Date: Nov 16, 2018
Source: The Daily Star
U.N. still sees big risks in Syria
Reuters
GENEVA: Thousands of Syrians are trapped by battles or face hard choices about returning home even though relative calm has held in the northwest for two months, the United Nations said Thursday. Seven and a half years of war have left most remaining rebel forces boxed into Idlib province.

Turkey and Russia agreed on a de-escalation plan for Idlib that stalled a Syrian government offensive which the U.N. said would have caused a humanitarian catastrophe.

The past two months in Idlib have been the quietest in five years with no air raids, said U.N. humanitarian adviser Jan Egeland. But there is still shelling along the Idlib perimeter, and the 3 million civilians and 12,000 humanitarian workers there did not know if the lull would hold.

“There are many signs that bad things will happen unless there are further breakthroughs in the negotiations with the numerous armed groups inside,” Egeland told reporters after a regular U.N. humanitarian meeting on Syria.

“The worst case scenario is still horrific war across enormous areas but the way that Russia and Turkey tell us of their plans ... makes me a cautious optimist. I don’t see the big war coming any time soon to Idlib.”

Both Russia and Turkey had said they would go to great lengths to avoid military action if their own positions were not attacked.

But thousands of rebels, including fighters listed by the U.N. as terrorists, remain in Idlib and Egeland said there are few signs of them negotiating or laying down their arms or seeking amnesty.

Another 40,000 civilians are trapped, with a few thousand armed men, in Rukban, a desolate camp on Syria’s border with Jordan.
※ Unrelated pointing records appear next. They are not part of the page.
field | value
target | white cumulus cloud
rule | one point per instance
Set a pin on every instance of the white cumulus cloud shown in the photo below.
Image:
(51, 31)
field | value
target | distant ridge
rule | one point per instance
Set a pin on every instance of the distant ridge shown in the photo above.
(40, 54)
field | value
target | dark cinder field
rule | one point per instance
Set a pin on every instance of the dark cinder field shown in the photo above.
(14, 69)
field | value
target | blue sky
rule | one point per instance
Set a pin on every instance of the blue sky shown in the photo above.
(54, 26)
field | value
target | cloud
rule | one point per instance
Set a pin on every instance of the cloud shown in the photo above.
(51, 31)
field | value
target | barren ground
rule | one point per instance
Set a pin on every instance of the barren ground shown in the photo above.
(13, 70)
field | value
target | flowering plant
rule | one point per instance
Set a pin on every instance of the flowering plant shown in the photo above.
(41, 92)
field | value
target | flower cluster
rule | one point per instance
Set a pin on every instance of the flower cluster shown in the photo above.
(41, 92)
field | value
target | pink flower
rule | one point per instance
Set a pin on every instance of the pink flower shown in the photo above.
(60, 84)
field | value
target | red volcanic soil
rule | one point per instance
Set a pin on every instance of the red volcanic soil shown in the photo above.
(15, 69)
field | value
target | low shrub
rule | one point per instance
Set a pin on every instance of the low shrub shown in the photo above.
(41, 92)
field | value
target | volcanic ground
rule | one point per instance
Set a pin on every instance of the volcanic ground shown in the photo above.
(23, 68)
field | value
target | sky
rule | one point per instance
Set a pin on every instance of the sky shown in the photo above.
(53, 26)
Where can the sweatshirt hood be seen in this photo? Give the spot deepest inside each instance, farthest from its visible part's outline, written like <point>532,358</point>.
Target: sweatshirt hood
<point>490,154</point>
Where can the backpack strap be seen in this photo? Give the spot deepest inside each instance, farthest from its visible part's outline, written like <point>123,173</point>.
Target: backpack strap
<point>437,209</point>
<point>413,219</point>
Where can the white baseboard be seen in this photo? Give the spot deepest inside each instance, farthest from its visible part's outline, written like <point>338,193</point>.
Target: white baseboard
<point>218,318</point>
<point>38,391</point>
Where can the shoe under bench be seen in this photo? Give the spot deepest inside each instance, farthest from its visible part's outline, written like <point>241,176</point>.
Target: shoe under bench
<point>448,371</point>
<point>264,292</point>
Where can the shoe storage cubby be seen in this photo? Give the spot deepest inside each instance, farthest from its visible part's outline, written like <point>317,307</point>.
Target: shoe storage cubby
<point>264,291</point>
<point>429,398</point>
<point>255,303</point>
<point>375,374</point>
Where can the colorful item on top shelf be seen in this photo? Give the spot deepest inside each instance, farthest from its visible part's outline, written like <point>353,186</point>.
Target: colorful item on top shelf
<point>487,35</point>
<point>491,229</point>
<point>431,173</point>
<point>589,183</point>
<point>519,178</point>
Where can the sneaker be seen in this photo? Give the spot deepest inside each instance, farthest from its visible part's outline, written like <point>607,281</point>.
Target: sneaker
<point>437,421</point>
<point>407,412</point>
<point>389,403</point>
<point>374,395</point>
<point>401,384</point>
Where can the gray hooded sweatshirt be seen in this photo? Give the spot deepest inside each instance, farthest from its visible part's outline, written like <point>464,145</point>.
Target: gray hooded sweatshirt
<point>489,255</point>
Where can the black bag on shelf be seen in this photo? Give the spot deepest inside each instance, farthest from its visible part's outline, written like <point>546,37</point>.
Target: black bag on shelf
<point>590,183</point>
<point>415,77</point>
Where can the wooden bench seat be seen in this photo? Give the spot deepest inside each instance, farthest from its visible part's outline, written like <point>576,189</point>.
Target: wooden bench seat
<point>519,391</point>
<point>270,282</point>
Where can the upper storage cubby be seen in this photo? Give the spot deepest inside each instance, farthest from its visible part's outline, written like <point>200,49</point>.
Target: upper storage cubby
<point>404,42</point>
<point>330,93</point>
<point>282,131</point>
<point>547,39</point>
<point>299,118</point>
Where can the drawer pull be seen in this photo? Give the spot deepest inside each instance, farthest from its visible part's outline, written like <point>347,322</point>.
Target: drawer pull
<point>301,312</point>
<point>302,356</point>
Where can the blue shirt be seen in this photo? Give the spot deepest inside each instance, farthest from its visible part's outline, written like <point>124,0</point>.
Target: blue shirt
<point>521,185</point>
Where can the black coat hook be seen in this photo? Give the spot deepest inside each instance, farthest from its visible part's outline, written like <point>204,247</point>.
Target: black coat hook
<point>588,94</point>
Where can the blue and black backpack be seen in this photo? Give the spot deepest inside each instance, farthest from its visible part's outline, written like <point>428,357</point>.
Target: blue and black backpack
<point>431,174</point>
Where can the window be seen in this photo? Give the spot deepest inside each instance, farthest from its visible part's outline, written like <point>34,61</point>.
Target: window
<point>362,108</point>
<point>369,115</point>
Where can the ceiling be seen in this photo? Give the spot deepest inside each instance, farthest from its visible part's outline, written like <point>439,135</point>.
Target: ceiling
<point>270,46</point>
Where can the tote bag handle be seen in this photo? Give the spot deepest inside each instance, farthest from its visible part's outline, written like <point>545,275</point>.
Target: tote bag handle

A 78-truck convoy reached them with aid this month and Egeland said another is planned by mid-December.

Millions of Syrian refugees are also facing the challenge of reclaiming their homes within a year, under a law promulgated Sunday.

“Imagine being a single mother in a tent in [Lebanon’s] Bekaa Valley how do you do that?”

Egeland said there should be a new version that did not take land from civilians, an awareness campaign, and suspension of implementation in the meantime, and Russia supported that work.

Some Syrian cities were smashed like Stalingrad or Dresden, and there was not much to return to, Egeland said.